An electric shock restores sensation

Two fundamental aspects of free will are the will to perform a certain action and the feeling of “owning” that action and being responsible for it.

 

In 2018, the American brain expert Michael Fox undertook to study how the brain creates these assumptions and thus gives us the opportunity to experience free will.

 

Fox studied a total of 78 patients who either lacked the ability to “want” to do something or the ability to feel responsible for their own actions.

 

28 of these patients were unable to speak or move – not because of paralysis, but simply because they completely lacked the will to do so.

 

These patients suffered damage to the brain center “Cortex cingularis”, which is found in a deep fold in the frontal lobes.

 

The other 50 patients suffered from a condition known as “anarchist hand,” which involves one hand appearing to have an independent will over which the patient has no control.

 

In these patients, the brain injury was associated with neuropathic pain in the area “praecuneus”, which is at the back of the vertebral lobe.

Electrical stimulation can change people’s sense of free will.

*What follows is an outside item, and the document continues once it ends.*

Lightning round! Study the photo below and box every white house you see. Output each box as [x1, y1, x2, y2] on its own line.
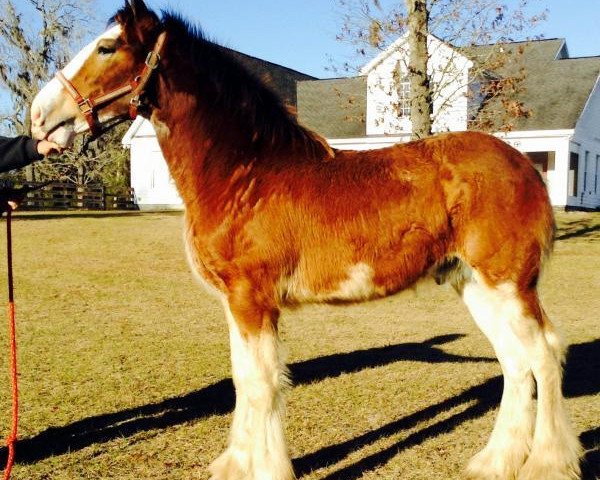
[124, 37, 600, 208]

The results showed that the brain center in the frontal lobes creates the desire to perform, but it is not until the brain has started the execution that the brain center in the gyrus lobe creates a sense of ownership towards what is performed and at the same time the feeling that we could have reacted differently if we had wanted to.

Fox’s findings are additionally supported by another set of experiments.

Electrical stimulation of the brain centers that Fox points to has been found to affect the sense of free will.

In some cases, the stimulation caused people to raise both arms without feeling any responsibility for that action.

In other cases, researchers were able to make subjects want to do something, or even feel like they had performed the action—even though they hadn’t moved at all.

The neural network of the brain is, as it were, perfectly capable of tricking us. And does so consistently. The brain makes you feel responsible for actions taken as a result of unconscious impulses in the brain – impulses that are, in reality, completely governed by the inexorable laws of physics.

Self-test: The brain is predictable

American computer scientist Scott Aaronson has developed a simple program that predicts what you will do next. You just have to press F and D on the keyboard to your heart’s content.

You always decide which letter you choose, so no one else should know which one you choose next. Still, the program correctly predicts your decision 70% of the time—much more often than the 50% average that would be expected if your next action were always unpredictable.

The reason is that unconsciously you follow a certain pattern and the program learns to recognize this pattern in a matter of seconds.

This program works best on a computer – not a smartphone – and you can find it here.